Smart Fruits – What Makes Them Smart?
Our world is rich with a wide range of fruits with various colors and nutrients. Every fruit has its unique composition, which varies with the influence of growth conditions: The soil in which it grows, the water it drinks, the heat and humidity conditions in its environment, and so on.
What are the “smart” fruits?
“Super Fruits” (Smart Fruits) are actually fruits which have enormous wealth of ingredients that don’t exist or exist in small quantities in other fruits. For example, some fruits are particularly rich in vitamin A, while others, like orange fruits, are particularly rich in vitamin C.
In addition to those rich in vitamins and minerals, some fruits are unique in the fact they are rich in ingredients used as “antioxidants” in the body.
Among them are, for example, coffee beans, berries and grapes, which are particularly rich in polyphenols. These substances generate an antioxidant activity. Studies have shown that the qualities of these fruits contribute to the prevention of heart and coronary diseases.
A good example for that is the protective effect of drinking red wine in a meal, commonly known as “The French paradox”, whereby red wine consumed close to a meat meal provides polyphenols that contribute to the body’s defense system through various actions, including anti-oxidation of the products of a fatty meat meal.
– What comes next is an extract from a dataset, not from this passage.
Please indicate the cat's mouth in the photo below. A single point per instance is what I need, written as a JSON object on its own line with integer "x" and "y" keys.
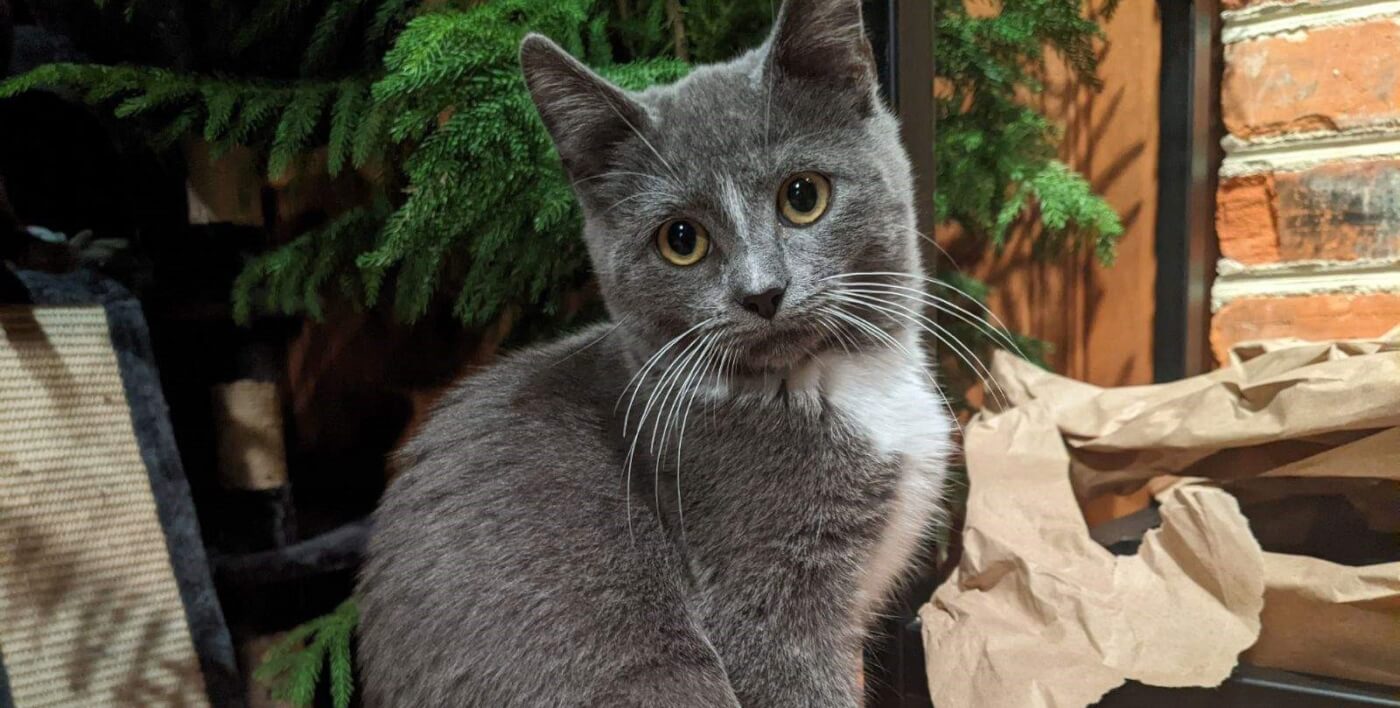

A recent study conducted at the Hebrew University in Jerusalem, in conjunction with Volcani Center headed by Prof. Joseph Kanner, found that Turkish (black) coffee, too, has a strong antioxidant effect when consumed close to a meat meal.
As coffee beans are rich in polyphenols, they are used as antioxidants in the body, and some associate the richness of polyphenols in coffee with the unique structure of coffee beans and their growing conditions.
Since coffee plants grow in tropical conditions of high heat and humidity, they have adopted plant mechanisms that help them tackle such conditions.
The red shell of the bean and its inner layers are rich in antioxidants that do the job.
Another interesting study published in the New England Journal of Medicine in August 2012, found that an average consumption of 2-5 cups of coffee per day with 200-300 mg of caffeine lowers the risk of developing age-related illnesses such as heart disease, type 2 Diabetes, stroke, Parkinson’s disease and more.
Coffee, which is rich in antioxidants such as polyphenols, contains magnesium and potassium which are associated with the prevention of such diseases.
The conclusion is that sometimes in foods that seem to have no value we may find great benefits.